Beberapa penggemar sepak bola, yang juga berada di garis depan dalam unjukrasa menggulingkan Husni Mubarak beberapa waktu lalu, kini memunyai sasaran baru, yakni Marsekal Mohamed Hussein Tantawi, pengganti Husni Mubarak.
"Kami menginginkan kepalamu. Tantawi, kamu penjahat. Kamu mengukir namamu dalam sejarah, tapi kamu angkuh dan percaya Mesir dan rakyatnya dapat menjauh dan lupa pada revolusi mereka," kata kelompok penggemar sepak bola Ultras Tahrir Square (UTS) di halaman Facebook-nya.
Kemarahan kelompok itu dipicu serbuan penggemar ke lapangan pada Rabu (1/2) setelah pertandingan regu sepak bola Port Said, Al Masry, dengan lawannya, klub terkenal asal Kairo, Al Ahli. Kerusuhan itu mengakibatkan 74 orang tewas dan sedikit-dikitnya 1.000 orang luka.

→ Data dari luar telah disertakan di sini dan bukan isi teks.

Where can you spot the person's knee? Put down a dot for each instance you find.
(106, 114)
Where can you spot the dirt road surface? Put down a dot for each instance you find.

Bagi "ultras" dan banyak politisi dan masyarakat awam Mesir, kemarahan itu bukan karena bentrokan antarpedukung, melainkan petugas keamanan hanya sedikit berperan dalam menghentikan kerusuhan itu, yang menambahkan peningkatan keputus-asaan terhadap kegagalan tentara memulihkan hukum dan ketertiban setelah hampir satu tahun mengambil alih kekuasaan.
"Pada hari ini, Marsekal itu dan sisa penguasa mengirimkan pesan jelas. Kami mendapatkan kebebasan atau mereka menghukum dan membunuh kami untuk ikut dalam revolusi melawan tirani," kata pernyataan kelompok itu, yang cepat beredar di dunia maya.
Penduduk Port Said, beberapa politisi dan "ultras" merasa menjadi sasaran.
"Ultras sangat terkenal dan dihormati di antara pelaku revolusi," kata warga Porta Said, yang juga pedagang, Ahmed Badr (45 tahun).
"Ultras menjadi sasaran. Itu perangkap bagi mereka, pembantaian. Dewan militer dan pasukan keamanan menjadi satu-satunya pihak bertanggungjawab atas acara seperti itu," katanya.